Creo que, entre toda la historia del mundo, la Segunda Guerra Mundial es uno de mis temas favoritos. No sé si es porque, entre las dos, es la que más tiene registros de lo que ocurrió y al estudiarla se puede casi sentir la guerra misma o es porque me sorprende el nivel de bestialidad al que puede llegar el hombre por querer tener poder.
Audrey, al igual que Anna Frank, sufrió las consecuencias del holocausto. Aunque ella no lo padeció como la pequeña Anna, su caso también fue bastante duro. No creo que exista algún caso que no lo sea, pero lo que hizo especial a esta actriz fue que no se detuvo en su sufrimiento, sino que continuó sin dejar de lado lo que tuvo que pasar durante sus pocos años de edad en la época de la guerra.

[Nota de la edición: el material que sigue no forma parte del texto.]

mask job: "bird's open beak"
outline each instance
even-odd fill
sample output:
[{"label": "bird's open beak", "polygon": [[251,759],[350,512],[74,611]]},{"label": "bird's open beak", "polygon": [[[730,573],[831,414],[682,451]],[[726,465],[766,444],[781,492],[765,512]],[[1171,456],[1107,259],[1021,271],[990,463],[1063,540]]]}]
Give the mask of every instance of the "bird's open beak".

Audrey no es tan reconocida en el presente. La verdad, no comprendo el porqué, pero si me gustaría tomar sus palabras para evitar que entre los jóvenes como nosotros se pierda el aura que ella dejó en el mundo.
“Recuerda, si necesitas una mano que te ayude, encontrarás una al final de tu brazo. Al madurar en edad, descubrirás que tienes dos manos, una para ayudarte y otra para ayudar a otros”.
No les voy a decir que esta máxima me cambió la vida, porque no es verdad. La razón de ello es porque aprendí que, si quiero lograr algo, debo hacerlo yo misma. Hace más de un año comprendí que si necesito ayuda, no puedo esperar que otro me la dé.
Creo en que no existe mejor sensación de gratitud que la que puedes generar tú misma por ti. Pensar que todo lo que has logrado ha sido por tu propio mérito y que eres, suficientemente, fuerte y capaz de seguir continuando. Me siento capaz de lograr todo lo que me he propuesto solo por el simple hecho de recordar que yo misma puedo ayudarme.
Lo que causó incomodidad en mí no fue eso, sino la otra mitad de la máxima. La parte que dice: al madurar, descubrirás que tienes dos manos. Ciertamente, sé que tengo dos manos. Yo no sabía que una me ayudaba a mí, pero si sabía que la otra debía ayudar a los demás. ¿No es irónico? Yo no sabía que me estaba ayudando con una, es más, no sabía que una de ellas era nada más para mí, pero era justamente lo que hacía. Estaba cumpliendo la función que debía. Sin embargo, sí sabía que tenía otra que debía ayudar a los demás, pero no lo estaba haciendo.
Fue decepcionante para mí volver a leer toda la historia de Audrey. No por ella, sino por mí. Crecí en un colegio católico y mantengo mis estudios en una universidad católica. Claramente, sé que hay otros a los que debo ayudar. Tampoco quiero decir que no lo hago del todo. Tengo mis maneras de ayudar a los demás.
Pero, ¿no les pasa también que se esconden detrás de la crisis por la cual estamos pasando para justificar que no puedo darle la mano a otro? Suena rudo y puede que varios lo nieguen. Pero es la verdad. Al menos la mía. Tampoco quiero decir que ninguno lo hace. Aquí en este salón puede haber unos 2 o 3 que saben que tienen una mano para ayudar a otros. Pero, ¿cuántos sabían que la otra mano es para ayudarse a sí mismos?, ¿cuántos saben que la ayuda no se encuentra si solo la buscas?
Para nadie es secreto que todos aquí sufrimos lo mismo, padecemos lo mismo y vivimos lo mismo. Quizá lo que cambia es la intensidad. Pero quiero dejarles esa reflexión. Me gustaría hacerles entender que no hay que esperar que otro nos ayude, porque como sociedad somos capaces de ayudarnos a nosotros mismos. Así como también somos capaces de ayudar a otros.
Estamos viviendo nuestra propia guerra. Nadie más la está sufriendo con nosotros. Nadie puede entender lo que es estar en esta situación. Ya sea los que sufren afuera solo por tener esta nacionalidad o los que sufren adentro, solo por vivir acá. No fue fácil para mí decidir dejar de esperar ayuda de otros, pero lo hice. No es fácil para mí decidir dejar de decir que ayudo a los demás y comenzar a hacerlo, pero lo haré. Quiero hacerlo, aunque aún no sé cómo.
Sin embargo, lo primero que debía hacer ya lo hice: reconocer que una de mis manos estaba fallando. Ahora, me gustaría que hicieran lo mismo. De todo corazón, ¿son lo suficientemente maduros de edad para saber que tienen dos manos?